Proteomics is striving for regulatory approval of its simple, low-cost blood test for chronic kidney disease in patients with type 2 diabetes.
Using a unique protein “fingerprint”, the PromarkerD test can predict the onset of diabetic kidney disease up to four years before symptoms arise with 86 per cent accuracy.
The test has received a CE Mark in Europe and this month the company sent a pre-submission package to the US Food and Drug Administration in advance of a meeting on possible approval.
“They’re in a similar boat, we think they’ve de-risked the health, it’s taken them 20 years to get them to the point where they’ve got a scalable test kit where the three biomarkers line up,” McNamee said.
“And we feel like they’re cusp of commercialising that technology that has been validated by one of the largest pharma groups in the world, by integrating all their clinical data,” McNamee said, referring to Janssen, a subsidiary of Johnson & Johnson.
Proteomics has clinical trials to validate the test that are due probably around the end of March, and is deep in discussions about getting a US manufacturing partner to help the scale-up of their test kits, McNamee said.

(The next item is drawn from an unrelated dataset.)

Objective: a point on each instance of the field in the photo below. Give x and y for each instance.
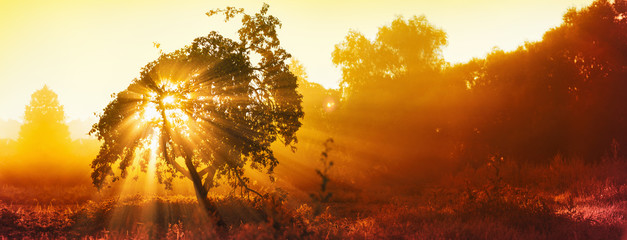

Identifying what diabetic patients are at risk of kidney failure opens up a lot of commercial possibilities for large pharmaceutical companies, McNamee said.
The know-how Proteomics developed in working on biomarkers for this test kit should help them as they develop biomarkers for tests for other conditions such as endometriosis, he said.
“So we like that one, there’s a lot of catalysts we feel for this year,” he said.
Singapore and Perth-based Osteopore is a regenerative medicine company devoted to developing and manufacturing polymer implants for surgical procedures.
The company’s products are being used in Australia and Europe to plug burr holes drilled in the skull for brain surgery and for skull and face (craniofacial) surgery.
The material is “bioresorbable”, meaning it is resorbed by the body and replaced by the patient’s own bone.
Last quarter Osteopore signed three distribution agreements that cover the Australian, New Zealand, German, Austrian, Swedish, Norwegian, Danish and Finnish markets, and is working with a medical school in Singapore on the possibility of using its implants in reconstructing lower jawbones.
“We think it’s an incredible technology,” McNamee said.
“They’re generating revenue, they’ve got the regulatory hurdles (overcome), and they’ve got a number of new products in the pipeline. So we feel the market hasn’t fully understood the scale of that opportunity.”